- Seal
- Palé Location in Baranya County Palé Palé (Hungary)
- Coordinates: 46°15′38″N 18°04′13″E﻿ / ﻿46.26056°N 18.07031°E
- Country: Hungary
- County: Baranya
- District: Hegyhát

Government
- • Type: Mayor-council
- • Mayor: Tímea Markóné Héder (Ind.)

Area
- • Total: 2.15 km^{2} (0.83 sq mi)

Population (2021)
- • Total: 95
- • Density: 44/km^{2} (110/sq mi)
- Time zone: UTC+1 (CET)
- • Summer (DST): UTC+2 (CEST)
- Postal code: 7370
- Area code: 72
- NUTS 3: HU231
- HCSO: 23764

= Palé, Hungary =

Palé is a village (község) in Hegyhát District, northern Baranya county, in the Southern Transdanubia region of Hungary. Its population at the 2011 census was 99.

== Geography ==
The village is located at 46° 15′ 38″ N, 18° 4′ 13″ E. Its area is 2.15 km2. It is part of the Southern Transdanubia statistical region, and administratively it falls under Baranya County and then Hegyhát District. It lies 3 km west of the town of Sásd.

== Demographics ==
=== 2011 census ===
As of the census of 2011, there were 99 residents, 34 households, and 28 families living in the village. The population density was 119 /sqmi. There were 37 dwellings at an average density of 45 /sqmi. The average household size was 2.74. The average number of children was 1.07. The average family size was 2.93.

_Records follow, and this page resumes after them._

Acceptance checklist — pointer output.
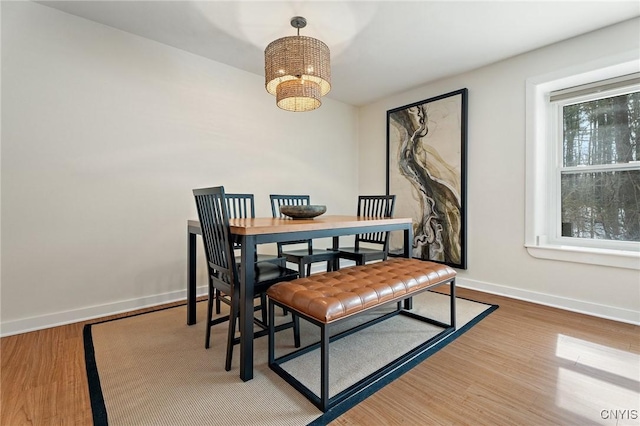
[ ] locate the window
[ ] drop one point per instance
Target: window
(583, 165)
(598, 169)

Religious affiliation was 44.1% Roman Catholic, 5.4% Calvinist, 8.6% other religion, and 15.1% unaffiliated, with 26.9% declining to answer.

The village had an ethnic minority Roma population of 5.4%. A small number of residents also identified as German (1.1%). The vast majority declared themselves as Hungarian (98.9%), with 1.1% declining to answer. (Note: As a person can affiliate themselves with more than one ethnic group (nationality), the totals may be greater than 100%.)

== Local government ==
The village is governed by a mayor with a four-person council. The local government of the village operates a joint council office with the nearby localities of Baranyaszentgyörgy, Felsőegerszeg, Gödre, Meződ, Sásd, Varga and Vázsnok. The seat of the joint council is in Sásd.

== Transportation ==
=== Railway ===
- Sásd Train Station, 3.5 km to the east of the village. The station is on the Pusztaszabolcs–Pécs and Dombóvár-Komló railway lines and is operated by MÁV.